Beyond Mitochondrial Dysfunction: Why Energy Flow Matters More Than the Machinery
- Healing_ Passion
- Oct 15
- 2 min read
Every living cell is powered by a complex network of reactions that turn nutrients into usable energy. In their recent paper, Energy Metabolism in Health and Diseases, Liu and colleagues deliver an impressive tour through this landscape—showing how energy pathways such as glycolysis, fatty-acid oxidation, and mitochondrial respiration underpin health and, when disrupted, drive disease.
The review’s strength lies in its mechanistic depth. It traces how mitochondrial damage, oxidative stress, and altered fuel use connect to cancer, neurodegeneration, and heart disease. It also highlights exciting frontiers—multi-omics mapping of metabolism, organoid models, and even therapeutic mitochondrial transfer. For anyone studying the “engine room” of life, it’s an essential read.
Yet, as with many mechanistic reviews, the story flows in only one direction:
mitochondrial dysfunction → disease.
What’s missing is the equally important question:
What causes the dysfunction in the first place?
🧩 The Missing Half of the Picture
Mitochondria don’t fail in isolation. They falter when their nutrient networks and adaptive rhythms are chronically disturbed.
Nutrient network availability: Vitamins, amino acids, and minerals act as cofactors for every mitochondrial enzyme. Even mild insufficiency can slow the metabolic “assembly line.”

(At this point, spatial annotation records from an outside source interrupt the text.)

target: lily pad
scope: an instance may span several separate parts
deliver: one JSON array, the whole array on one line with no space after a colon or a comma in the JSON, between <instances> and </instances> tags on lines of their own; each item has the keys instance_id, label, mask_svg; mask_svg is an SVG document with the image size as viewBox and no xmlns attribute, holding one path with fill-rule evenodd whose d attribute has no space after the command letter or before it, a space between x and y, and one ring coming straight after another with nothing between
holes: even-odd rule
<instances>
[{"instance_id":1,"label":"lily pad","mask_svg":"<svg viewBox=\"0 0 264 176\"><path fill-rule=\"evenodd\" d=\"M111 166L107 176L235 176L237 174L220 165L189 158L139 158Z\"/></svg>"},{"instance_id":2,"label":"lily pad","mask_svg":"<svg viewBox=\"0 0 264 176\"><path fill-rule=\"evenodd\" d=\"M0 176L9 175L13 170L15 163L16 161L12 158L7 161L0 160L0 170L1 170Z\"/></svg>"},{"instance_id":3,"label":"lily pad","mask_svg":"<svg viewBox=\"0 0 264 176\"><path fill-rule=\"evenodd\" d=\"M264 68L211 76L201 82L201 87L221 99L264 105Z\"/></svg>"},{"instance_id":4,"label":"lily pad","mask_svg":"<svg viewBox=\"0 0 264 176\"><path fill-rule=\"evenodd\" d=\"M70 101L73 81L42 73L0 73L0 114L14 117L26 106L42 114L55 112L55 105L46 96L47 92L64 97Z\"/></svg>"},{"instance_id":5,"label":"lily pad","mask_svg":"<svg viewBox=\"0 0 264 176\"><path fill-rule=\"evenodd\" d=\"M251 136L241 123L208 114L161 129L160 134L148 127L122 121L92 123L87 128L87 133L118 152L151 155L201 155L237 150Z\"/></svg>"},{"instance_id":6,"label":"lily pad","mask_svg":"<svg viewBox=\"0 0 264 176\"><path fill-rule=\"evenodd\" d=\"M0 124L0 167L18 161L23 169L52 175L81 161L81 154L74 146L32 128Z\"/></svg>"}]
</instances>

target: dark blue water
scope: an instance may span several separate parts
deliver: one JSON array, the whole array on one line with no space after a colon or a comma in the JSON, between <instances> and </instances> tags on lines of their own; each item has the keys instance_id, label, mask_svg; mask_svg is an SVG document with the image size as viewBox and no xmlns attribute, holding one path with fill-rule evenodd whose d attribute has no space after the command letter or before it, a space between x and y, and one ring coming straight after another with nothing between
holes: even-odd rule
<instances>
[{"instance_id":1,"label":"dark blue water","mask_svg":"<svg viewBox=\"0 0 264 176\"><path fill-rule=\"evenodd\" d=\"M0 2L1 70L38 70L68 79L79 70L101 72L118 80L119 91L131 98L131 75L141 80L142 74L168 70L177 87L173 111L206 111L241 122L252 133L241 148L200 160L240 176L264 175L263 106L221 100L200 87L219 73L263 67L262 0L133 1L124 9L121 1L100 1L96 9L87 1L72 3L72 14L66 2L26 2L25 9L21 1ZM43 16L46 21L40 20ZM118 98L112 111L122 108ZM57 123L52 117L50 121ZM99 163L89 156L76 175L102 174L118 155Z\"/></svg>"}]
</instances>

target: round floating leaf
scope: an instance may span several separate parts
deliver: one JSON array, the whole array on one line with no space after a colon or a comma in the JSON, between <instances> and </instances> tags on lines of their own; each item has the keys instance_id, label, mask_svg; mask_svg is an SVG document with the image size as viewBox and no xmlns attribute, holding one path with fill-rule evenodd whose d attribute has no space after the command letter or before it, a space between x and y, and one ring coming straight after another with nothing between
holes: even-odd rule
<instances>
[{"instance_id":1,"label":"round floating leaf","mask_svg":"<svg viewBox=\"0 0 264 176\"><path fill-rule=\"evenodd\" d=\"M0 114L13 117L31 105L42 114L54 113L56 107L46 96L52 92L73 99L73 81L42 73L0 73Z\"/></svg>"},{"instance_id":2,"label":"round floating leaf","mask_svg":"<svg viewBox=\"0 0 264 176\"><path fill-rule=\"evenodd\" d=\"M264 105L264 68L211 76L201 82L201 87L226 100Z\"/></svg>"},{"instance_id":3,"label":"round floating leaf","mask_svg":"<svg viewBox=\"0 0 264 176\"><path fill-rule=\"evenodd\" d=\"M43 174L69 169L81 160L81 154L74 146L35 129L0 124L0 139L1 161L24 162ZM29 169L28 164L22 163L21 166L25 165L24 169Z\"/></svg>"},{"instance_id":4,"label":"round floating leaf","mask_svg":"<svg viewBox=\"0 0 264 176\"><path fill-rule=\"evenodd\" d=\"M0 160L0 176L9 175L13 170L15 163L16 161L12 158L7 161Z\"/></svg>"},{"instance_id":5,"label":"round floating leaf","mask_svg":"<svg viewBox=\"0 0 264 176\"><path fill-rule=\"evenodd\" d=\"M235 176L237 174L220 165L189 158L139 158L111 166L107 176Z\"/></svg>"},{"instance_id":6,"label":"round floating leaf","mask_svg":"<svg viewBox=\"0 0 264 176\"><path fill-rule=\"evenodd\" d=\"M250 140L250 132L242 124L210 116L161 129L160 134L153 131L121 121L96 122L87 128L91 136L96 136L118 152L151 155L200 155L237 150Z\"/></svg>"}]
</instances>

Rhythm of catabolism and anabolism: Healthy physiology alternates between breakdown (to free energy) and rebuilding (to restore tissues). Chronic stress, overwork, inflammation, or sleep loss trap the body in a catabolic loop—burning without repair.
Systemic regulation: Hormones, immune signals, and neural inputs coordinate when mitochondria accelerate or conserve energy. Persistent stress can mis-signal these controls, forcing the system into exhaustion.
When these upstream layers break down, mitochondria are simply the first responders that run out of fuel.
🌍 The ERM Perspective
The Exposure-Related Malnutrition (ERM) framework expands this view. It treats bioenergetic breakdown not as an isolated cellular accident but as the cumulative outcome of exposure, adaptation, and depletion.
Early exposure (psychological, inflammatory, or environmental) triggers adaptive stress responses.
Over time, nutrients and redox capacity become misallocated.
Eventually, energy can no longer flow where it’s needed most—leading to “malnutrition from within.”
From this perspective, mitochondrial dysfunction is a symptom of energy misallocation, not merely the root cause.
The cure is not only to repair mitochondria but to restore the rhythm of energy availability, allocation, and recovery.
🧭 A Broader Way Forward
The future of metabolic health research must join both views:
The mechanistic precision of Liu et al.—understanding the biochemical gears.
The systemic ecology of ERM—how lifestyle, stress, and nutrient patterns keep those gears turning smoothly.
Energy metabolism is not just chemistry; it’s choreography.
And health is the music that plays when every cell still remembers the rhythm.
Reference:
Liu X, et al. (2025). Energy Metabolism in Health and Diseases. Signal Transduction and Targeted Therapy.